Reddit has become the latest victim of Internet censorship in Turkey, where government authorities have blocked the site under an Internet regulation law.
The Telecom Authority of Turkey, which regulates Internet content in the country, has confirmed that it blocked access to Reddit, a popular website for aggregating and commenting on news articles. The agency cited Turkey’s Internet Censorship Law 5651 as the basis for the ban.
The official purpose of that law, which dates to 2007, is to grant the government the authority to block sites or apps that contain pirated material, pornographic content or criticism of the Turkish president. So far, the government has not given a reason for why it chose to block Reddit.

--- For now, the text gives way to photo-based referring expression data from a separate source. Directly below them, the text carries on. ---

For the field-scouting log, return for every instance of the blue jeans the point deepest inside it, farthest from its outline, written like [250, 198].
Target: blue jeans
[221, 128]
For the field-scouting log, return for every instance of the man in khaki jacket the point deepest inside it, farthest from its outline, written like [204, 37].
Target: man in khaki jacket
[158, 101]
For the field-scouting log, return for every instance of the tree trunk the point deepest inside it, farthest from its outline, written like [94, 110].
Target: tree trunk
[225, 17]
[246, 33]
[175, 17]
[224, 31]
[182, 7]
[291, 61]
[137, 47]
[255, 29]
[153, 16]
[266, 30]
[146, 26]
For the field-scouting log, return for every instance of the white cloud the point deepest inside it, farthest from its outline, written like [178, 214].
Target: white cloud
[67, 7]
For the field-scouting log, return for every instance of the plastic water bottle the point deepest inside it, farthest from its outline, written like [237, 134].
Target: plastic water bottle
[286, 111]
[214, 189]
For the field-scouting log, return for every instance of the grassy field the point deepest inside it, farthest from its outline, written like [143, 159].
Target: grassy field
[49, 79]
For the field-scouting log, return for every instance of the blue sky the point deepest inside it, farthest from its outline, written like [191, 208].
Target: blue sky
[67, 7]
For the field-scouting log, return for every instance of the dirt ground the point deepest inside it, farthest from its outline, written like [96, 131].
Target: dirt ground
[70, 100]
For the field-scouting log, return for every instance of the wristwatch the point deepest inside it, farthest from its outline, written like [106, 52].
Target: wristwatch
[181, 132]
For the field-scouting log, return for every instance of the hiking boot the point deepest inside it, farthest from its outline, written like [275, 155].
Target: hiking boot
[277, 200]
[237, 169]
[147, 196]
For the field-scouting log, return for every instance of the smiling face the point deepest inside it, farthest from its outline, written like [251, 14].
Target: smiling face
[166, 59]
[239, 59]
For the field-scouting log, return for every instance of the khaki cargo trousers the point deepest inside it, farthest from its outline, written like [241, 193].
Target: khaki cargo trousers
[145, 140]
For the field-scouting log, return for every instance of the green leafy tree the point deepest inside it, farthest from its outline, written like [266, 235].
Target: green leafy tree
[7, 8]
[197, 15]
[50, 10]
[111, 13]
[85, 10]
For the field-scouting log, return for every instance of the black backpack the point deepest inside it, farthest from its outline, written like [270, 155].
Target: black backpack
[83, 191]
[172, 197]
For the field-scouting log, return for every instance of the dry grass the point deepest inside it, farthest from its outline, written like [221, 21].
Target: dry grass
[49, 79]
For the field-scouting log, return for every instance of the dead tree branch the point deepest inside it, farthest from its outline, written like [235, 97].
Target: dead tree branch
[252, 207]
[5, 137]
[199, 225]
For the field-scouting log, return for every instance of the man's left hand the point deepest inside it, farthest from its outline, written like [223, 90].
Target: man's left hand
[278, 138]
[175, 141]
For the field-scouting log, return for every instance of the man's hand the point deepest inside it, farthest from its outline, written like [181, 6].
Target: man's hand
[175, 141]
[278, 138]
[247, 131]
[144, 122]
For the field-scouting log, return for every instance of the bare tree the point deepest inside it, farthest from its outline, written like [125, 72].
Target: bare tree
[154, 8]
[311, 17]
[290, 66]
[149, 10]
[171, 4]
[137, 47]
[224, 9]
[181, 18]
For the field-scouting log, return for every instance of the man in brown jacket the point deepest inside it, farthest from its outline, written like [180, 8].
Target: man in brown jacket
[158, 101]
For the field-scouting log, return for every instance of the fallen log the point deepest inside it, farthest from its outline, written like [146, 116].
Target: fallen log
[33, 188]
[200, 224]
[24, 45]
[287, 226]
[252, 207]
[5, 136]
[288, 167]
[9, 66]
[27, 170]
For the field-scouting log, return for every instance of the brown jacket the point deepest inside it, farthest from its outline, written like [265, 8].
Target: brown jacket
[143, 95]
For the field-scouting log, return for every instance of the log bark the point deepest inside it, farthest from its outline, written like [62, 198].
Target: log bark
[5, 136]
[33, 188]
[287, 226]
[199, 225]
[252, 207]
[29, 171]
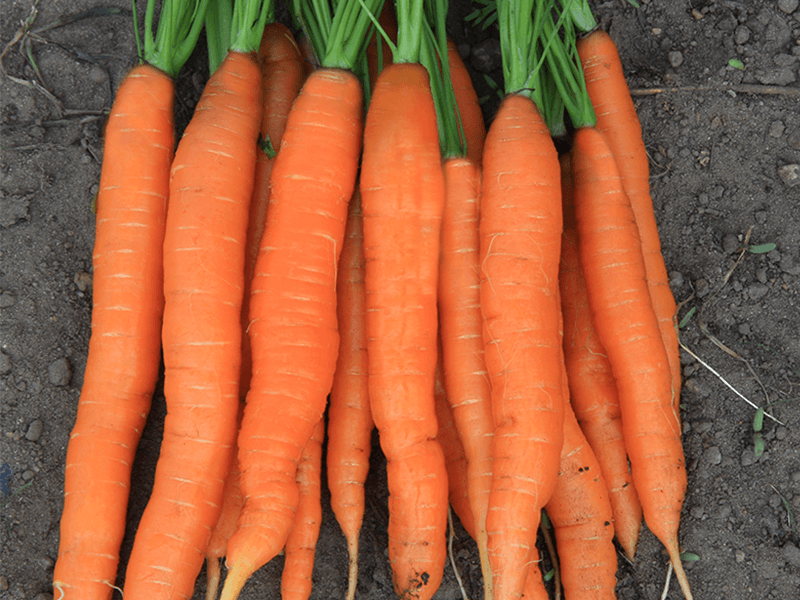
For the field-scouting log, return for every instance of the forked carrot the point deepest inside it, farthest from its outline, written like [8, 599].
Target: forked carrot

It’s reasonable to assume that Reddit threads on sexually explicit topics or ones critical of the government triggered the ban. However, that would not explain why the government targeted Reddit in particular, but not any of the numerous other sites and online apps that, like Reddit, contain content on a wide variety of topics, including but not limited to those that the Turkish government vows to censor.
The Reddit censorship is only the latest episode in a long history of online censorship in Turkey. The government has blocked YouTube and Twitter in the past, although courts threw out those bans.
Fortunately for Reddit fans in Turkey, the government has not censored the site in a very sophisticated way. It has only blocked Reddit access at the DNS level. Anyone using a DNS service not based in Turkey — like these free public DNS services — can easily circumvent the ban. (The Turkish government has blocked some public DNS services — notably Google’s — in the past to prevent backdoor access to the sites it censors, but it’s unlikely that it can block every third-party DNS.)